No - the sugar found in the balsamic vinegars are natural sugars from the fruit. We
do no not add any artificial colors, artificial flavors, ingredients, or preservatives to our
products. All our products are ALL NATURAL!!
Are your balsamic vinegars Gluten Free?
Yes - All our balsamic vinegars are gluten free.
Are your balsamic vinegars Dairy Free?
Yes - All our balsamic vinegars are dairy free.
Are your balsamic vinegars Vegan?
Yes - they are both Dairy Free and Vegan.
Are your balsamic vinegars Kosher?
No - our balsamic vinegars are not Kosher certified.
Do your Balsamic Vinegar's contain soy lecithin?
No, they are soy free as stated in our allergen statement. This applies to both the
White and the Dark Balsamic Vinegar's.
Are your balsamic vinegars pasteurized?
No - our balsamic vinegars are unpasteurized therefore contain antimicrobial
compounds, acetic acid, and antioxidants.
What are natural sulfites (found in Balsamic Vinegar)?
Natural sulfites develop naturally as a by-product of fermentation.

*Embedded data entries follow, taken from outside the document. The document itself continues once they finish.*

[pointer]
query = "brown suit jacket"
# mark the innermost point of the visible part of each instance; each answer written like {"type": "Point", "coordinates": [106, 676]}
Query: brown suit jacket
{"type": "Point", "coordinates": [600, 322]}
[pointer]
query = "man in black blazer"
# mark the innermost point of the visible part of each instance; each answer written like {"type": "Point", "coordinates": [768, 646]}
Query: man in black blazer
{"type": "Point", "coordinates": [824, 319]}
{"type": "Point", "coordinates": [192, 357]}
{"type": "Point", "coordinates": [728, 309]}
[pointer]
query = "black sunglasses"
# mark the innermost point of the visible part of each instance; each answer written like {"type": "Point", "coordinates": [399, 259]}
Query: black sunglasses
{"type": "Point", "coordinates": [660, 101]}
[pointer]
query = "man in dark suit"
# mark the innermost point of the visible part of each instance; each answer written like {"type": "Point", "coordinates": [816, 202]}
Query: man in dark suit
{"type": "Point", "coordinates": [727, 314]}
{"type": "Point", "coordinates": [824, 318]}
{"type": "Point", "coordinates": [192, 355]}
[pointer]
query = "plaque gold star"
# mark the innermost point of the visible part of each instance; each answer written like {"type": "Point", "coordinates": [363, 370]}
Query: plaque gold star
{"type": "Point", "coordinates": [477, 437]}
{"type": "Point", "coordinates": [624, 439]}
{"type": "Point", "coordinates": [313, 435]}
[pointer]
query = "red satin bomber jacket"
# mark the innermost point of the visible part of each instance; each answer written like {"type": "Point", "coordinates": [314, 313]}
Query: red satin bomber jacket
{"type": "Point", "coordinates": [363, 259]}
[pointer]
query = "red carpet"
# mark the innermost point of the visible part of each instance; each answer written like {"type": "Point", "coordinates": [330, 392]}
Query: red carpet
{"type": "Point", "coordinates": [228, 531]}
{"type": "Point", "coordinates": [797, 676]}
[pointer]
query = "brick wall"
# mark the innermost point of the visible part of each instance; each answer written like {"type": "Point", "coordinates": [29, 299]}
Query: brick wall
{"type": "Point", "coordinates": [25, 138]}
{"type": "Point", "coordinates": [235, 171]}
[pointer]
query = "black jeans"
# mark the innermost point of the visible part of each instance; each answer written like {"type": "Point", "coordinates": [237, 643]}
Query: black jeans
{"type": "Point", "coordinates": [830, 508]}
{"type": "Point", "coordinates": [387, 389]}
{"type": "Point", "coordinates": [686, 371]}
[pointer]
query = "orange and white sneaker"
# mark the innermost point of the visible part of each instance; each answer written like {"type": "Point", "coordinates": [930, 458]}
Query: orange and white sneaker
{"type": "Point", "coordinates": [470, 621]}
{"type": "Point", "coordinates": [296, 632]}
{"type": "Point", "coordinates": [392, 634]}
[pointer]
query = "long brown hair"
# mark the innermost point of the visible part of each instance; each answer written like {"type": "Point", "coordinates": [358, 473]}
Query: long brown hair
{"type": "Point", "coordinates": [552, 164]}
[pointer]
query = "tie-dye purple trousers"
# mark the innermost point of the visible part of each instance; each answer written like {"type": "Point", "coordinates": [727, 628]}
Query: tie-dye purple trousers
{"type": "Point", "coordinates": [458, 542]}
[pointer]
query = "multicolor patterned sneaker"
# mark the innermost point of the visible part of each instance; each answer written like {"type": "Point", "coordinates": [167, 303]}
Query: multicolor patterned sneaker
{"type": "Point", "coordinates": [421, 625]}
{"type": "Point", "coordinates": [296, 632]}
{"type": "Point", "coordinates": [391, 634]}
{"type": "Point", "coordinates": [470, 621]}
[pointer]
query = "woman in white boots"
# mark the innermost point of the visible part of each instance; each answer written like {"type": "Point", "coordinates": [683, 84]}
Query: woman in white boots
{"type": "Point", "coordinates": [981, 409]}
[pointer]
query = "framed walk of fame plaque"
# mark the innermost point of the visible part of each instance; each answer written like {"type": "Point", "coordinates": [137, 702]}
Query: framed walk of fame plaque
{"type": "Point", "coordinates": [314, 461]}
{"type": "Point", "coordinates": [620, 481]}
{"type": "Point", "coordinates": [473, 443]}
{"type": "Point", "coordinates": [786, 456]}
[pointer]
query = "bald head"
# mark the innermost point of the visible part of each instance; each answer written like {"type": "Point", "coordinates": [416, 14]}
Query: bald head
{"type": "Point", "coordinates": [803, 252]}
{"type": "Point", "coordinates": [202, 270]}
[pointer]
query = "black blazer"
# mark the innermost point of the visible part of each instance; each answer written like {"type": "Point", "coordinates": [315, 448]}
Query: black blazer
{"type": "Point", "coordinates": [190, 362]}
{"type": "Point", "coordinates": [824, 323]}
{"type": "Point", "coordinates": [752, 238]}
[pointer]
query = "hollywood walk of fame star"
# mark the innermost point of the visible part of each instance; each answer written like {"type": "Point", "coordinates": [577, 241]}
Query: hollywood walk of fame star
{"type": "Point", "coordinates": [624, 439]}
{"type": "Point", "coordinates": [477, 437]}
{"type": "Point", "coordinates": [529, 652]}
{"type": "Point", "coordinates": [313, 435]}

Sulfites are
chemical compounds found in nature. They preserve food and prevent bacterial growth.
Naturally occurring sulfites are generated in very small amounts ranging from 6-40 ppm.
Can you define what natural flavor is on the ingredients?
Natural flavors are derived from the fruit/ herb themselves - botanical essential oils.
Does your Espresso Balsamic Vinegar contain caffeine?
No, there is not caffeine in the product, flavoring comes from botanical essential oils.